From Shakespeare to Shia LaBeouf: A History of Game-Changing Headwear

Deadline Hollywood
Deadline Hollywood

Last Sunday, Shia LaBeouf appeared on the red carpet of the Berlin Film Festival to promote his film “Nymphomaniac: Part One,” making headlines by sporting a paper mask emblazoned with the words “I AM NOT FAMOUS ANYMORE” in black paint. To show solidarity with what we believe to be a profound performance art piece, one that demonstrates the ironic decline in fame an actor/actress experiences after doing their first Lars-Von-Trier-directed hardcore sex scene, we compiled a list of history’s most noteworthy game-changing headwear.

October 29, 1492: Christopher Columbus takes off his tri-corner hat before contracting syphilis from a native woman of the island of Hispaniola. The hat would later be hailed as a totem by the native peoples before its original owner raped and pillaged the New World.

July 7, 1600: Playwright William Shakespeare puts a foppish peacock feather in his hat for an official portrait and decides to keep it there for the rest of his life. When superfan Queen Elizabeth I sees him, she comments to the Royal Guard: “Doth he realize?”

April 15, 1865: Due to a strictly enforced measure that forbade any attendee of the Ford’s theatre from wearing a stovepipe hat taller than his own that night, President Abraham Lincoln inadvertently made himself an easy target for John Wilkes Booth.

April 3, 1948: Frank Sinatra dons a fedora on the way to a recording session in Manhattan, marking an apex of coolness that would be soured over the next few decades by Seattle hipsters and redditing neckbeards.

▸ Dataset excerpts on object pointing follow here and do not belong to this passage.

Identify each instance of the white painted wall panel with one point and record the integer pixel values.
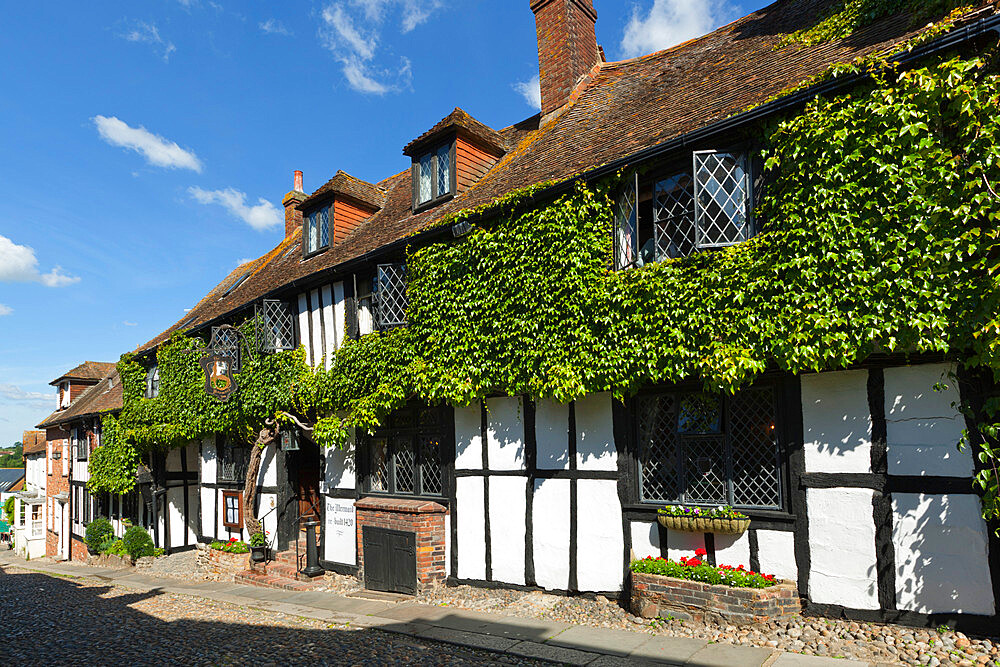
(733, 550)
(645, 539)
(468, 438)
(328, 323)
(340, 532)
(595, 437)
(922, 427)
(941, 545)
(681, 543)
(776, 553)
(505, 433)
(836, 422)
(317, 333)
(552, 434)
(209, 461)
(550, 528)
(507, 513)
(842, 547)
(207, 512)
(304, 326)
(471, 510)
(599, 535)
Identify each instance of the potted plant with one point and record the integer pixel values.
(723, 519)
(258, 547)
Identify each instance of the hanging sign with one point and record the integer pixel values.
(219, 380)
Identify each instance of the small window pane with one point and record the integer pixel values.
(426, 174)
(324, 228)
(444, 170)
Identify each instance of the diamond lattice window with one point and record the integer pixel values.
(275, 326)
(706, 449)
(405, 457)
(390, 296)
(722, 196)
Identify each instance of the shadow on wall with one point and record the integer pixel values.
(57, 620)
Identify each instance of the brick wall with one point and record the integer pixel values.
(422, 517)
(655, 595)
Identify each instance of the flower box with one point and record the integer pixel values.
(691, 524)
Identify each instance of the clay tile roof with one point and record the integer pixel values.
(105, 396)
(463, 122)
(621, 109)
(88, 370)
(345, 184)
(33, 442)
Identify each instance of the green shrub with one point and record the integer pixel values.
(98, 531)
(138, 543)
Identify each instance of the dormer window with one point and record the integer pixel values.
(318, 230)
(433, 175)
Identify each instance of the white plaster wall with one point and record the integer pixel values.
(550, 528)
(836, 422)
(645, 539)
(507, 513)
(595, 437)
(600, 541)
(776, 553)
(681, 543)
(468, 438)
(208, 512)
(842, 547)
(922, 427)
(505, 433)
(471, 508)
(340, 470)
(552, 435)
(941, 545)
(304, 326)
(733, 550)
(340, 531)
(209, 461)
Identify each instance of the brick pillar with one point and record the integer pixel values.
(422, 517)
(567, 47)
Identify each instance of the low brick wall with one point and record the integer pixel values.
(655, 595)
(223, 566)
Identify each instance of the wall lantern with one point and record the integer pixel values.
(290, 440)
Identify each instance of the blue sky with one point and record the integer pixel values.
(146, 146)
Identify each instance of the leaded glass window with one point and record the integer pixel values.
(404, 457)
(709, 449)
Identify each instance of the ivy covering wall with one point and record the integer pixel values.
(879, 235)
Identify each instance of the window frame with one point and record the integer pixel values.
(444, 431)
(226, 494)
(451, 144)
(783, 432)
(322, 226)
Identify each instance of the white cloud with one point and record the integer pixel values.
(141, 32)
(18, 264)
(352, 31)
(670, 22)
(531, 91)
(158, 151)
(14, 393)
(274, 27)
(263, 215)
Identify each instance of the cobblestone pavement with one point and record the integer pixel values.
(879, 643)
(68, 621)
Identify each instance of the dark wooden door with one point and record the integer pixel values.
(390, 560)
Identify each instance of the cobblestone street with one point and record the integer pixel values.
(65, 621)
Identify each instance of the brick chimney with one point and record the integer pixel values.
(293, 216)
(567, 47)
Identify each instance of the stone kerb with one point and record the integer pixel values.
(655, 595)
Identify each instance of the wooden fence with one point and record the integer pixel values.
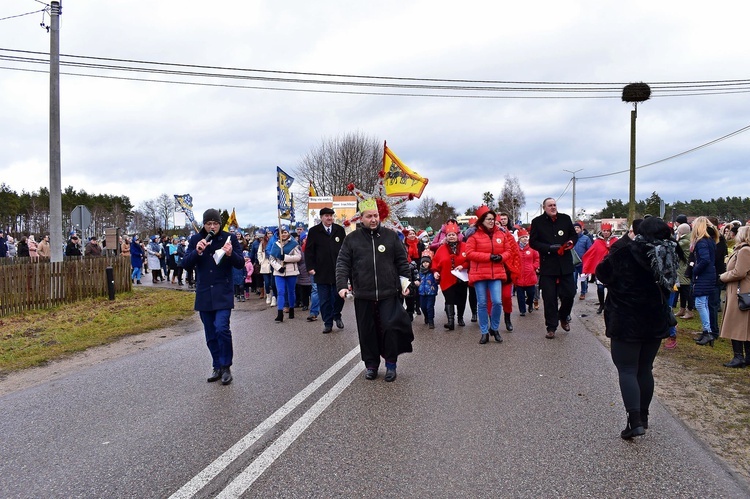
(27, 284)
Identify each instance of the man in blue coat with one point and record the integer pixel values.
(214, 291)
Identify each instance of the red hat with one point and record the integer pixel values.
(482, 210)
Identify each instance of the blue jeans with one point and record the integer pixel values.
(701, 305)
(331, 303)
(495, 288)
(285, 291)
(427, 304)
(218, 336)
(314, 298)
(585, 283)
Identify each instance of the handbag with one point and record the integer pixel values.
(743, 299)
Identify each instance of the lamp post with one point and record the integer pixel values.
(635, 93)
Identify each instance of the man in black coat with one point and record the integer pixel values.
(553, 236)
(321, 251)
(374, 260)
(214, 289)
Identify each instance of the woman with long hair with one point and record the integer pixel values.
(486, 250)
(736, 323)
(639, 275)
(703, 249)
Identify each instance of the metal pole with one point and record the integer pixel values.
(631, 206)
(55, 188)
(574, 216)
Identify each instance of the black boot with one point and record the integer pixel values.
(738, 360)
(451, 312)
(496, 335)
(634, 427)
(705, 339)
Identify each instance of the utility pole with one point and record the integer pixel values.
(574, 216)
(55, 185)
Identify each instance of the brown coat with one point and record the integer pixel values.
(736, 324)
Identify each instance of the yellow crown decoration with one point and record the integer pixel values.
(368, 204)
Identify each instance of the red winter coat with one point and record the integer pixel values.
(479, 248)
(444, 262)
(529, 266)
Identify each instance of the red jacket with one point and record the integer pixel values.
(444, 262)
(529, 266)
(479, 248)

March 17, 1952: Carmen Miranda prevents scurvy and stops a high speed chase while walking down Rodeo Drive. Later, nutritionists would pronounce this “the most important day in the history of fruit-based fashion.”

September 8, 1963: Cool kid Jimmy Martin walks into Mrs. Washington’s third grade class wearing his baseball cap backwards. The next day, the other twelve boys in the class would do the same, forcing Mrs. W. to pass a “No Backwards Hats” rule and solidifying Martin as both a rebel and a trendsetter.

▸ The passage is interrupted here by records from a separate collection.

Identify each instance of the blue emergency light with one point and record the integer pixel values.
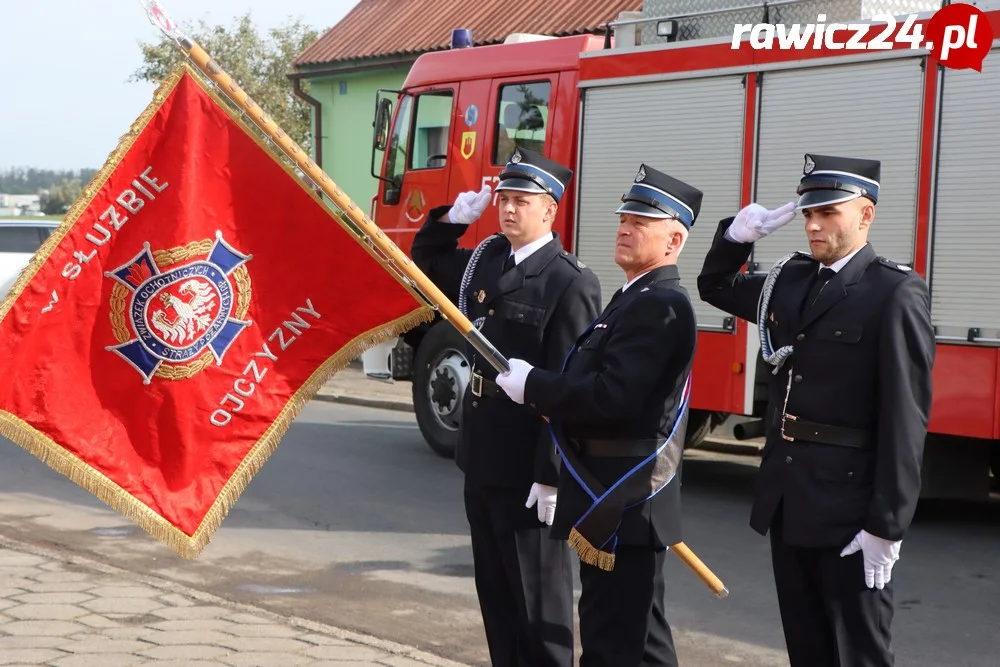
(461, 38)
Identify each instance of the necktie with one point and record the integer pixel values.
(825, 274)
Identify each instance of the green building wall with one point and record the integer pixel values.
(348, 107)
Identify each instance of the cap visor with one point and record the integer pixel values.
(520, 185)
(645, 210)
(815, 198)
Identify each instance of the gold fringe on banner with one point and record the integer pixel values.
(109, 492)
(590, 554)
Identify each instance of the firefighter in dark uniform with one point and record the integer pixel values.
(618, 415)
(530, 298)
(849, 344)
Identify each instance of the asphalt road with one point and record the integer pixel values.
(355, 522)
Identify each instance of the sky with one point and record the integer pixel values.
(65, 97)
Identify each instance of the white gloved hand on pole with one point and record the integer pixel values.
(754, 222)
(545, 497)
(879, 557)
(469, 206)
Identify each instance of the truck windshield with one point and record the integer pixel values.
(399, 143)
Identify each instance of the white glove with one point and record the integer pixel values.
(879, 554)
(545, 496)
(513, 381)
(469, 206)
(754, 222)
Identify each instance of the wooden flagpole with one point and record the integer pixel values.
(395, 259)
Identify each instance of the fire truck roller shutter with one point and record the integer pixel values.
(868, 110)
(965, 282)
(689, 128)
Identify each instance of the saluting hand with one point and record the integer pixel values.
(469, 206)
(879, 556)
(754, 222)
(513, 382)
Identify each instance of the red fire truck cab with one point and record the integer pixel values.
(736, 122)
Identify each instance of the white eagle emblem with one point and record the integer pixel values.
(170, 312)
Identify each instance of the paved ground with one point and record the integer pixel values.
(67, 611)
(351, 386)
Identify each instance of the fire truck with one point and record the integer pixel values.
(734, 117)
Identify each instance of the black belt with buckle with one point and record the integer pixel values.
(613, 448)
(793, 428)
(483, 387)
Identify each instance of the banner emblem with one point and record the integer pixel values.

May 25, 1992: Billy Ray Cyrus puts on a Stetson cowboy hat to perform one of the worst songs of all time in a sold-out Philadelphia concert. John Wayne turns over in his grave.

September 12, 2010: Lady Gaga attracts a group of stray dogs as she walks the red carpet at the 2010 MTV Video Music Award wearing a raw flank steak on her head. Later, in a highly publicized act of charity, Ms. Gaga would give the headwear to Tito, a taco truck operator near the Nokia Theater, who would then turn it into a killer carne asada soft taco.

January 26, 2014: Pharrell Williams wears the ever-controversial Sorting Hat to the 56th Annual Grammy Awards. During the ceremony, Pharrell’s hat would assign Sara Bareilles to Hufflepuff, Vampire Weekend front man Ezra Koenig to Ravenclaw, Macklemore & Ryan Lewis to Gryffindor, and Lorde to Slytherin.